As far as I can really tell, the images and such aren't really aligning the partitions for the best results with SDHC. The problem, of course, is that SDHC has to be aligned differently from a harddrive and most tools are just looking at these as being basically a harddrive (it doesn't help that they seem to provide numbers for cylinders, heads, and sectors -- I don't know if that's the reader or the card itself, but either way these obviously are not harddrives with cylinders or heads... Then again, even that's just a legacy system that isn't really accurate with modern drives either I think.)
It seems that optimal setup involves first starting the first partition after the first "erase boundary" which seems to usually be at 4MB thus creating the first problem -- actually getting a partition exactly the right starting distance. I'll admit I got a bit lazy on this much and just used the Panasonic SD formatter tool since the explanations I could find on how to do it with fdisk just left me uncertain how to get it to align exactly right. The second problem is that all of these things assume you're just doing one single partition all the way across the card when, in fact, we want two. Ok, resizing is easy enough, but then there's the next problem: how do you actually align the second partition? I'd imagine that as an ideal setup you really want the first partition to end right on an erase boundary and the second start with the next one, but I have no clue how to actually align it exactly like that -- tools keep giving me arbitrary units. Someone told me parted could be made to show different units, but I have to admit that my familiarity with parted is limited solely to gparted and the command-line tool is completely new to me.

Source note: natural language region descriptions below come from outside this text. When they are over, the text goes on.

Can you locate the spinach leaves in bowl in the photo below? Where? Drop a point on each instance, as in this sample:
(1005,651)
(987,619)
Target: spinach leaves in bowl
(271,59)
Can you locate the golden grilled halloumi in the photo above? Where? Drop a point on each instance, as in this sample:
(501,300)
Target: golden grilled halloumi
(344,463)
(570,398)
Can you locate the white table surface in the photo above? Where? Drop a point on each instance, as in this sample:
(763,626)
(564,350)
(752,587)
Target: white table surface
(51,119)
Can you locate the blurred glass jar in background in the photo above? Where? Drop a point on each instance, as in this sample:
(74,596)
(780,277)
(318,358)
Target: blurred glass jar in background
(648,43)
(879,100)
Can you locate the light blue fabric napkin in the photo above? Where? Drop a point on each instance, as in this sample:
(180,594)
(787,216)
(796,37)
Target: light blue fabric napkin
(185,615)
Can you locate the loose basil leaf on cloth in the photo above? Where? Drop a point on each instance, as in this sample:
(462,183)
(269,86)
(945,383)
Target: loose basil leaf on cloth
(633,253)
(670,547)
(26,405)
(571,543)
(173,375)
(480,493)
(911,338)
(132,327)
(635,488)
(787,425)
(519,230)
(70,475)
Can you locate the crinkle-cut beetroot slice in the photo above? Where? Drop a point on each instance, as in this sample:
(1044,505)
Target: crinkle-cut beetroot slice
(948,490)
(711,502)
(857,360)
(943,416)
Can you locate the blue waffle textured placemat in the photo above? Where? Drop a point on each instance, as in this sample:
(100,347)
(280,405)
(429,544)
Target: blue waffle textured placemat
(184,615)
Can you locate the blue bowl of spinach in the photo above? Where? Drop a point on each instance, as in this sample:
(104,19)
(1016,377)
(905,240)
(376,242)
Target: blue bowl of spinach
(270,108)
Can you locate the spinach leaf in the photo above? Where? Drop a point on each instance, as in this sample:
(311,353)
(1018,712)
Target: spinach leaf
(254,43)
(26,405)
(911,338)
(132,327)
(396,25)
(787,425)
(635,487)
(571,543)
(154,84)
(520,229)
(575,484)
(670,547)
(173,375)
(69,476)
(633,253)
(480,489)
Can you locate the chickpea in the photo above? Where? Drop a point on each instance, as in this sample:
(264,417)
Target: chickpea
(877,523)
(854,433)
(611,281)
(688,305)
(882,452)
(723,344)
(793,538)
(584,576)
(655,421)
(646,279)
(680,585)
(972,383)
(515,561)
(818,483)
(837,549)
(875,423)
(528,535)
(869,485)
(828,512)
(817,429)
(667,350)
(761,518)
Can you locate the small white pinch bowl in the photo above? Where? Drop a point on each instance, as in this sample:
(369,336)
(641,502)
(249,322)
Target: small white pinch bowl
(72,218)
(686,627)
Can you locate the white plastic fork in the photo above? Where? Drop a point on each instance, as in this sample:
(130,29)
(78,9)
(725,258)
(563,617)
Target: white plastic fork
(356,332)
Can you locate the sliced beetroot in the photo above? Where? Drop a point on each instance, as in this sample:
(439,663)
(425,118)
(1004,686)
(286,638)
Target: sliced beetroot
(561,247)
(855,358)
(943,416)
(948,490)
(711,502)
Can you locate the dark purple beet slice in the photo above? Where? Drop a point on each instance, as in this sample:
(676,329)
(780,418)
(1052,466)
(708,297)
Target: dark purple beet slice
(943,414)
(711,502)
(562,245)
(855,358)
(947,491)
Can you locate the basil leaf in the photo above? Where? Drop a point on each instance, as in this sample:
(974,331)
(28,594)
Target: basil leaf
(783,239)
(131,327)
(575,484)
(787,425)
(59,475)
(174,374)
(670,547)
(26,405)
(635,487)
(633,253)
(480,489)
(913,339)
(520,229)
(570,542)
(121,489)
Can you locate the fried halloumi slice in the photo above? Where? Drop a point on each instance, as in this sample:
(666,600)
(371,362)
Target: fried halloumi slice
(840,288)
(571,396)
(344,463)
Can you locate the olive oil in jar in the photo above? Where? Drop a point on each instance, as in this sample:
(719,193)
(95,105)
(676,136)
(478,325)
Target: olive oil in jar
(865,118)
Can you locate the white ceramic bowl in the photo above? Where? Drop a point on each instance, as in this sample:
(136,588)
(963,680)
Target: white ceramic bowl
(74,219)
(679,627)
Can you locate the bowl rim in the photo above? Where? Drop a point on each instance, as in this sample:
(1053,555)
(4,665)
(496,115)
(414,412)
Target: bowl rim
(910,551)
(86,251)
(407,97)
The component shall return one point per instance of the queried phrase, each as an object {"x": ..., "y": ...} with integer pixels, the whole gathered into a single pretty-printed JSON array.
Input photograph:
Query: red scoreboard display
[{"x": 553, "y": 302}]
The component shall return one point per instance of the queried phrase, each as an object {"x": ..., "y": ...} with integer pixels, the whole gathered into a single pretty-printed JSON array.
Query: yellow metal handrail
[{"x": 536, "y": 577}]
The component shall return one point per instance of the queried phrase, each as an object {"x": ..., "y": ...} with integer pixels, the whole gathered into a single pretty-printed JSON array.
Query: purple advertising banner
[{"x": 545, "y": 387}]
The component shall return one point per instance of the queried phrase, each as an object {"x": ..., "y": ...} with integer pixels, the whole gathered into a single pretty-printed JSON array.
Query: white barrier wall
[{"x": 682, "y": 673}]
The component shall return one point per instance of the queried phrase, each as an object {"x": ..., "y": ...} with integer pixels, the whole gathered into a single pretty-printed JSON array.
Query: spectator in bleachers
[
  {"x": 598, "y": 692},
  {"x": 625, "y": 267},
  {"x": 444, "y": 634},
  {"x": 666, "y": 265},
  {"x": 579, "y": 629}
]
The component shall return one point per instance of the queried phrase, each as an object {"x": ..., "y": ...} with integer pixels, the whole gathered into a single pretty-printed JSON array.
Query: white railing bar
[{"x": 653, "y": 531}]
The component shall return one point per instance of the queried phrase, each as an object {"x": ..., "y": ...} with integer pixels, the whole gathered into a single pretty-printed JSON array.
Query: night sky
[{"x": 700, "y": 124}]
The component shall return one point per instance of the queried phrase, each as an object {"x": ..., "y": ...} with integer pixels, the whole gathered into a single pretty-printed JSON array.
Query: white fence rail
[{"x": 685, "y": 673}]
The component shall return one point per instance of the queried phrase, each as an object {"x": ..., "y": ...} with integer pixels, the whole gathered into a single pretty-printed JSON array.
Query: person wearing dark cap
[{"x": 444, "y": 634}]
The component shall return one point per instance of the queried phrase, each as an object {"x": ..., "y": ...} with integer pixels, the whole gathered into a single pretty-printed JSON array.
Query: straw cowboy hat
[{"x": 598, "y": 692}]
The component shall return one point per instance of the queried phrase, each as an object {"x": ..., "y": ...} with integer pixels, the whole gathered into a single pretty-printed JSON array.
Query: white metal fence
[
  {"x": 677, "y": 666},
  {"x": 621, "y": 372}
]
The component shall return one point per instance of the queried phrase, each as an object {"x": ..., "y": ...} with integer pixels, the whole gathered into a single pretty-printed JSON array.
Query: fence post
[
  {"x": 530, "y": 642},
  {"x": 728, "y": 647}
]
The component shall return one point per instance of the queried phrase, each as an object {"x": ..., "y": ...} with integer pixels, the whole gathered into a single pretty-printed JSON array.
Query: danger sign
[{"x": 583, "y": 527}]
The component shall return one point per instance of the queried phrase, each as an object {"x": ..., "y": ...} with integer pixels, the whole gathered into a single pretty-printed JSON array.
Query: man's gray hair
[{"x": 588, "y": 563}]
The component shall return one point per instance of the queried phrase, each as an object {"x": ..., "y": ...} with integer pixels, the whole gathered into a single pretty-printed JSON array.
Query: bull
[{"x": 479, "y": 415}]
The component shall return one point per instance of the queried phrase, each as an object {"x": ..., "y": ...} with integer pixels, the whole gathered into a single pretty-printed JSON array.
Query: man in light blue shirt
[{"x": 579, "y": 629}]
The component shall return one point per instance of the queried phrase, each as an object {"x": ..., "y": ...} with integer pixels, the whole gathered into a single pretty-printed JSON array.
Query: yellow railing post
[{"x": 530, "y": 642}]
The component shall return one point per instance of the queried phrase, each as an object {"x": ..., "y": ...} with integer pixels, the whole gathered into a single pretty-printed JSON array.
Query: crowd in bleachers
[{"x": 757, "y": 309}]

Finally, even if everything is aligned properly filesystems must actually be formatted correctly. With FAT32 I know all you have to do is set an allocation unit size of 32768 bytes for the best results, but I have to admit that I apparently have been doing it wrong with mkfs.vfat. Well, no big deal there, I can format FAT32 from Windows easily enough. But what about the EXT4 partition? It doesn't do "allocation units" but instead works quite differently. One person talked about the settings to be used in one tutorial I was reading, but they also were doing other things I don't want to do (for example, I don't want journalizing off -- I realize it would bottleneck a bit less without it, but at the same time, the RPi has occasions in which I must physically pull the power plug while it's on, which is just begging for trouble without journalizing...)
I can't help but to think that some of the bottlenecking that I've seen (especially on slower cards -- "slower" being defined as even a class 6 card for me) could be solved by not having write operations generally made more inefficient by the partitioning and filesystems themselves. This also would increase the overall lifetime of the card. Having the card act at its very best seems like a good idea for something that actually runs directly from it like this. Obviously this is too complicated for the complete newbie who has never used *nix before, but many of us at least have the basic knowledge enough to do this sort of thing and just need a little guidance I think.
Does anyone have any useful guides, scripts, or even just plain advice on the best way to get multiple partitions aligned on a SDHC card for the optimal performance to squeeze the very most out of the card?